ANW (Tidy Tuesday 2020-12-15)

###################################################################################################
# American Ninja Warrior - Most common obstacles.
# Created by: reddit.com/user/brianhaas19

# Link to data
# https://github.com/rfordatascience/tidytuesday/blob/master/data/2020/2020-12-15

# Setup
library(tidyverse)
library(scales)
library(patchwork)
theme_set(theme_bw())

# Load data
df <- read_csv('https://raw.githubusercontent.com/rfordatascience/tidytuesday/master/data/2020/2020-12-15/ninja_warrior.csv')

# Clean data

### Filter the data for the top 24 obstacles that appear most overall (top 25 has too many ties):
top_24_obstacles <- df %>%
  group_by(obstacle_name) %>%
  count() %>%
  arrange(-n) %>%
  .$obstacle_name %>%
  .[1:24]

### Create an ordered factor here so that when it's used in expand_grid() the order is preserved there also
### (reverse the order so that the most common appears on top of plots)
top_24_obstacles <- factor(rev(top_24_obstacles), levels = rev(top_24_obstacles), ordered = TRUE)

### Filter for obstacles in the top 24 only:
df <- df %>%
  filter(obstacle_name %in% top_24_obstacles) %>%
  mutate(obstacle_name = factor(obstacle_name, levels = top_24_obstacles, ordered = TRUE))

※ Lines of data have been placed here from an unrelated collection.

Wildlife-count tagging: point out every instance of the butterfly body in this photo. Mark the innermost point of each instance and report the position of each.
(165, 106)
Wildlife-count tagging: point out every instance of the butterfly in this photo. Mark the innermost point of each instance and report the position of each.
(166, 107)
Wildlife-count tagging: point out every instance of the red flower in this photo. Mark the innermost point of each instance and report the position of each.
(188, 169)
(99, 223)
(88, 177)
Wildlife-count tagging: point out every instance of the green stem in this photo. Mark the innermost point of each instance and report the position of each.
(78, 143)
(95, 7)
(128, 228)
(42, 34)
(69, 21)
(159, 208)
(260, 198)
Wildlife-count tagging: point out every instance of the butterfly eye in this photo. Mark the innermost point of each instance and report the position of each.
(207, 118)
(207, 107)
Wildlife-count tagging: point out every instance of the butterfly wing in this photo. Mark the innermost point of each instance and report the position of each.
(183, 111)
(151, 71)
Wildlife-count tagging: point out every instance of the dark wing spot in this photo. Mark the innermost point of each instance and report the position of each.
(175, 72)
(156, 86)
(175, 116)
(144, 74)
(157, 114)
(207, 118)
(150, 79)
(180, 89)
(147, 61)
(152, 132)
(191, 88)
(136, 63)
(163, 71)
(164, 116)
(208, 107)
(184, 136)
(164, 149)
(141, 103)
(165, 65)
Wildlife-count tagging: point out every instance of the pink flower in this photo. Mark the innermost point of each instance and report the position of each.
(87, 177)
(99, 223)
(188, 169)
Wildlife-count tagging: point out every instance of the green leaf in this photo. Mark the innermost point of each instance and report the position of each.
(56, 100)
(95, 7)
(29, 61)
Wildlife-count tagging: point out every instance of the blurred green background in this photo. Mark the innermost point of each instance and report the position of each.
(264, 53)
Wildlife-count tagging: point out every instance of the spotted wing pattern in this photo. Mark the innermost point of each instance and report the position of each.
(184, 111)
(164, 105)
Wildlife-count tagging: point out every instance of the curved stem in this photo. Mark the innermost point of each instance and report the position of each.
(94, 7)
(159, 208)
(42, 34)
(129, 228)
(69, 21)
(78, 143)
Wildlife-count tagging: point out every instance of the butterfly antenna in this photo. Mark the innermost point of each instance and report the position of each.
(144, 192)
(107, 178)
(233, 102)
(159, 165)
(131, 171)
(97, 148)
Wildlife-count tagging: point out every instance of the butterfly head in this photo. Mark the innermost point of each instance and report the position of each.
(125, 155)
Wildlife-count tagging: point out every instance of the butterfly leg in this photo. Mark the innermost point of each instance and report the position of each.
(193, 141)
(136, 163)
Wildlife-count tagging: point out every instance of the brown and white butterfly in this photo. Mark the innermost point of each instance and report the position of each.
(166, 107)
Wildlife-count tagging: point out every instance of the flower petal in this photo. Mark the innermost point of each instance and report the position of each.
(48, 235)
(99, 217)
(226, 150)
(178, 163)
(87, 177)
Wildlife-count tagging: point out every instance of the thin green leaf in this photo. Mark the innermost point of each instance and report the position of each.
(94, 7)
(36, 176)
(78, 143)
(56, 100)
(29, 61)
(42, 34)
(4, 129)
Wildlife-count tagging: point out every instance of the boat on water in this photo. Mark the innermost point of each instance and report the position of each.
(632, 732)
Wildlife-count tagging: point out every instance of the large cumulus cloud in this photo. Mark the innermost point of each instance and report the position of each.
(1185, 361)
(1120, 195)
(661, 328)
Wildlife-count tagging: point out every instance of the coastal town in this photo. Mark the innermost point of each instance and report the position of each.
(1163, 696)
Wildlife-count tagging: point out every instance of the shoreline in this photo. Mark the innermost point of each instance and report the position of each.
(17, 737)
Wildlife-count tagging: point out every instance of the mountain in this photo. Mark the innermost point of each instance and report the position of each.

### Create the data frame for plotting:
### (this grid will contain NAs when an obstacle doesn't appear in a season)
data <- left_join(expand_grid(obstacle_name = top_24_obstacles,
                              season = unique(df$season)),
                  df %>%
                    group_by(season, obstacle_name) %>%
                    count(),
                  by = c("season", "obstacle_name")
)

### Get the totals:
### (use 11 as a stand-in for "Total"; this way the x-axis will be easier to keep in the correct order)
totals <- data %>%
  group_by(obstacle_name) %>%
  summarise(n = sum(n, na.rm = TRUE)) %>%
  mutate(season = 11) %>% # will convert this to "Total" later
  select(obstacle_name, season, n) %>%
  arrange(-n)

### Bind the totals to the rest of the data:
data <- rbind(data, totals)

# Visualize data
# Suggested parameters for `R`: fig.height=8, fig.width=6
p <- ggplot() +
  # Counts (colored points):
  geom_point(data = filter(data, !is.na(n), (season != 11)),
             aes(season, obstacle_name, color = n, fill = n),
             size = 6,
             shape = 21,
             stroke = 1,
             alpha = 0.2,
             show.legend = FALSE,) +
  geom_text(data = filter(data, !is.na(n), (season != 11)),
            aes(season, obstacle_name, color = n, label = n),
            size = 4,
            show.legend = FALSE) +
  # Zeros (these are the NAs):
  geom_point(data = filter(data, is.na(n)),
             aes(season, obstacle_name),
             color = "grey",
             fill = "grey",
             size = 6,
             shape = 21,
             stroke = 1,
             alpha = 0.2,
             show.legend = FALSE,) +
  geom_text(data = filter(data, is.na(n)),
            aes(season, obstacle_name),
            color = "grey50",
            label = "0",
            size = 4,
            show.legend = FALSE) +
  # Totals:
  geom_point(data = filter(data, (season == 11)),
             aes(season, obstacle_name),
             color = "black",
             fill = NA,
             size = 6,
             shape = 21,
             stroke = 1,
             alpha = 0.3,
             show.legend = FALSE) +
  geom_text(data = filter(data, (season == 11)),
            aes(season, obstacle_name, label = n),
            color = "black",
            size = 3.5,
            show.legend = FALSE) +
  scale_x_continuous(breaks = 1:11, labels = c(paste(1:10), "Total")) + # change 11 to "Total"
  scale_color_viridis_c(option = 'C', end = 0.75) +
  scale_fill_viridis_c(option = 'C', end = 0.75) +
  labs(x = "Season", y = "Obstacle",
       title = expression(paste(bold("American Ninja Warrior"), " - Most common obstacles.")),
       subtitle = str_wrap("The numbers indicate how many times the obstacle appeared in each season of American Ninja Warrior.", 60),
       caption = expression(paste("Created by: ", italic("reddit.com/user/brianhaas19")))) +
  theme(panel.grid = element_line(linetype = "dashed", color = "grey80", size = 0.2),
        plot.title = element_text(hjust = 0),
        plot.subtitle = element_text(hjust = 0),
        plot.caption = element_text(color = "grey50", hjust = 1, vjust = -1))

# Use `patchwork` to add a second caption:
p <- p + plot_annotation(caption = expression(paste("Data source: ", italic("https://github.com/rfordatascience/tidytuesday/blob/master/data/2020/2020-12-15"))),
                         theme = theme(plot.caption = element_text(color = "grey50")))
p

# Uncomment to save to disk:
#ggsave(filename = str_c(getwd(), "/ANW.png"), plot = p, width = 6, height = 8)
###################################################################################################